Our fatty acid analysis demonstrated that in addition to SFA, MCD-sucrose mice accumulated excess PUFA in the liver (FFA 160%, DAG 210%, and TAG 476%) (Fig. 3B). The individual PUFA that increased most significantly in MCD-sucrose mice in comparison to the other dietary groups were linoleate (C18:2) and arachidonate (C20:4) (see supplementary Fig. I). These fatty acids could come either from the diet or from adipose tissue, although the diet is more likely, due to the high linoleate content of corn oil used as fat in the MCS and MCD formulas.
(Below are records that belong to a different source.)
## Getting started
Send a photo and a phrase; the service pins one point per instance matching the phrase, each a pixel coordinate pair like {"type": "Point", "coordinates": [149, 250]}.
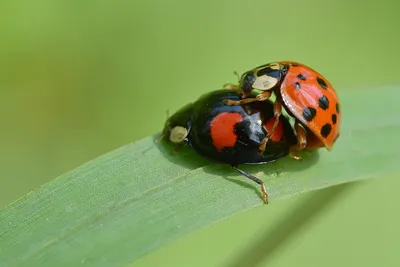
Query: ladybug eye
{"type": "Point", "coordinates": [247, 81]}
{"type": "Point", "coordinates": [178, 134]}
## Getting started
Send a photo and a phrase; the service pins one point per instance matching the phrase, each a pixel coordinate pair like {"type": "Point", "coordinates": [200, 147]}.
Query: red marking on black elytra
{"type": "Point", "coordinates": [222, 130]}
{"type": "Point", "coordinates": [278, 134]}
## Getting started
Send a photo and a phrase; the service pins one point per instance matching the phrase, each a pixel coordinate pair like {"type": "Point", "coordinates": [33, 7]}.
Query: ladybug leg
{"type": "Point", "coordinates": [301, 141]}
{"type": "Point", "coordinates": [255, 179]}
{"type": "Point", "coordinates": [260, 97]}
{"type": "Point", "coordinates": [277, 114]}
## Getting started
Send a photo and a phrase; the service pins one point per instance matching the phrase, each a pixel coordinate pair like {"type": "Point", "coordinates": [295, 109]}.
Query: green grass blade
{"type": "Point", "coordinates": [130, 201]}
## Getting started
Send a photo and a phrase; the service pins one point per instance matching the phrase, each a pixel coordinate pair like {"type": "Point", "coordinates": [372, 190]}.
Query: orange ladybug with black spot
{"type": "Point", "coordinates": [305, 94]}
{"type": "Point", "coordinates": [231, 134]}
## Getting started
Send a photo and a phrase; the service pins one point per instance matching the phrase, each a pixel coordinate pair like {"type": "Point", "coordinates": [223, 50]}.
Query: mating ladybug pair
{"type": "Point", "coordinates": [241, 125]}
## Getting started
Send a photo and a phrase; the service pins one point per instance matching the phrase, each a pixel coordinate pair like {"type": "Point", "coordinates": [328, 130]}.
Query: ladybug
{"type": "Point", "coordinates": [305, 94]}
{"type": "Point", "coordinates": [230, 134]}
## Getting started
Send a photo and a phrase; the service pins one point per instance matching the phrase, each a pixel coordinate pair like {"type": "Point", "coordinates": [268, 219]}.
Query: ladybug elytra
{"type": "Point", "coordinates": [231, 134]}
{"type": "Point", "coordinates": [304, 93]}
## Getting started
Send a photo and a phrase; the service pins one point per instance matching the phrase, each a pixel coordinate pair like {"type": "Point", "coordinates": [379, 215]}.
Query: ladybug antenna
{"type": "Point", "coordinates": [160, 138]}
{"type": "Point", "coordinates": [163, 135]}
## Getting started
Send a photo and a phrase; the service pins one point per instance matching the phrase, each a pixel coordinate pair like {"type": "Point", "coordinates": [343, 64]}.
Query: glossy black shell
{"type": "Point", "coordinates": [197, 118]}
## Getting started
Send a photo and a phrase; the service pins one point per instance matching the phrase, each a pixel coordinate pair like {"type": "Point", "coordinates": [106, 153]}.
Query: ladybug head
{"type": "Point", "coordinates": [177, 127]}
{"type": "Point", "coordinates": [246, 83]}
{"type": "Point", "coordinates": [261, 78]}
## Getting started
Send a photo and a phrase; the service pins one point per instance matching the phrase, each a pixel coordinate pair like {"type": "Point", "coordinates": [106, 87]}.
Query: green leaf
{"type": "Point", "coordinates": [116, 208]}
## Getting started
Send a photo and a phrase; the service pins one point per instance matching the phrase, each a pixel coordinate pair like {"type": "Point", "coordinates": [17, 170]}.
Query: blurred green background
{"type": "Point", "coordinates": [80, 78]}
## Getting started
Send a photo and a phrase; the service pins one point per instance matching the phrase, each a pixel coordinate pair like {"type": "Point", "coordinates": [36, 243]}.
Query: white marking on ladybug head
{"type": "Point", "coordinates": [178, 134]}
{"type": "Point", "coordinates": [264, 82]}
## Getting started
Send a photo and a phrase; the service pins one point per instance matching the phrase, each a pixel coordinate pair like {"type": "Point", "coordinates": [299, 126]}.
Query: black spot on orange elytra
{"type": "Point", "coordinates": [301, 77]}
{"type": "Point", "coordinates": [297, 85]}
{"type": "Point", "coordinates": [322, 83]}
{"type": "Point", "coordinates": [334, 118]}
{"type": "Point", "coordinates": [323, 102]}
{"type": "Point", "coordinates": [309, 113]}
{"type": "Point", "coordinates": [326, 130]}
PUFA may play a role in MCD-related liver disease because of their ability to act as substrates for cytochrome P450-mediated lipid peroxidation. PUFA metabolism causes oxidant stress in the liver, which in turn can stimulate the local production of pro-inflammatory cytokines. To determine the influence of MCD-sucrose and MCD-starch formulas on these processes, we measured the hepatic expression of cytochrome P450 4a10 (CYP4a10) in mice fed MCD and control diets as well as hepatic lipid peroxidation and the expression of several pro-inflammatory genes (Fig. 4). CYP4a10 mRNA was strongly induced in the livers of all MCD mice, without any difference resulting from modulation of dietary carbohydrate. Lipid peroxidation (measured as TBARs), however, was much more evident in MCD-sucrose mice than MCD-starch mice, presumably due to their abundance of hepatic PUFA. Genes involved in inflammation (tumor necrosis factor-α, CD14, CXC chemokine ligand-2, and cyclooxygenase-2) were also upregulated more strongly in the livers of MCD-sucrose mice than MCD-starch mice. When inflammatory gene expression and hepatic lipid peroxidation were compared directly, a linear relationship was observed (P = 0.01–0.09; data not shown), substantiating previous reports that inflammatory gene expression correlates with hepatic lipid peroxidation in MCD-fed mice (10).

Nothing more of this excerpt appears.